Por outro lado, justamente por não negar minhas origens e por reconhecer a importância que o mundo erudito teve em mim, decidi mudar um pouco o rumo da minha trajetória vielística e encarar essa tortura (rsssss) que vai ser estudar ao lado da Tobie e sua bagagem erutida em Basileia. Se houve um período em que a viela de roda ganhou status de um instrumento legítimo, esse período foi o Barroco. Inúmeros compositores (dentre os quais se encontram Mozart e Vivaldi, ok?) escreveram para a viela, métodos foram criados e um verdadeiro boom de luthiers veio à tona nas cortes de Louis XIV e Louis XV, graças a utópica ideia de volta aos costumes campestres e à simplicidade dos campos. Claro que depois da revolução tudo isso mudou e a viela foi mais uma vez deixada aos campos, mas o repertório daquela época ficou; e aquilo que foi construído em volta do instrumento permaneceu para nós e com certeza é uma grande fonte de técnica e diferentes visões e abordagens - principalmente em relação a maldita mão direita, que na música barroca não para quieta risos.

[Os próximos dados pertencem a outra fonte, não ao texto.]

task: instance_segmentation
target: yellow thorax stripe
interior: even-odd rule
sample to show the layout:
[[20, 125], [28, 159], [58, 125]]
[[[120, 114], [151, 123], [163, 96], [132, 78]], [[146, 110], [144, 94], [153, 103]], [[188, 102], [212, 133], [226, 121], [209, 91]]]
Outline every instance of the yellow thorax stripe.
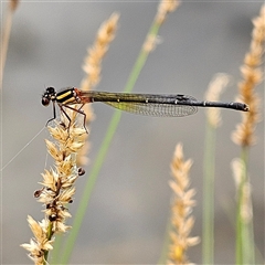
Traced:
[[64, 94], [57, 96], [56, 98], [57, 98], [59, 100], [61, 100], [61, 99], [63, 99], [64, 97], [68, 96], [70, 94], [72, 94], [72, 91], [67, 91], [67, 92], [65, 92]]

Bom, fato é que nunca estive mais animado. Primeiro porque a Suíça é um país sobre o qual eu mal pensei na minha vida - nunca me chamou muito a atenção. E segundo porque a cidade em questão - Basileia, Basel, Bâle - é um lugar sobre o qual jamais ouvi falar e tem um nome super sonoro (/random).

Mais uma vez a viela vai me levar a outro mundo, e mais uma vez aquele friozinho na barriga vem chegando e aumentando a cada dia.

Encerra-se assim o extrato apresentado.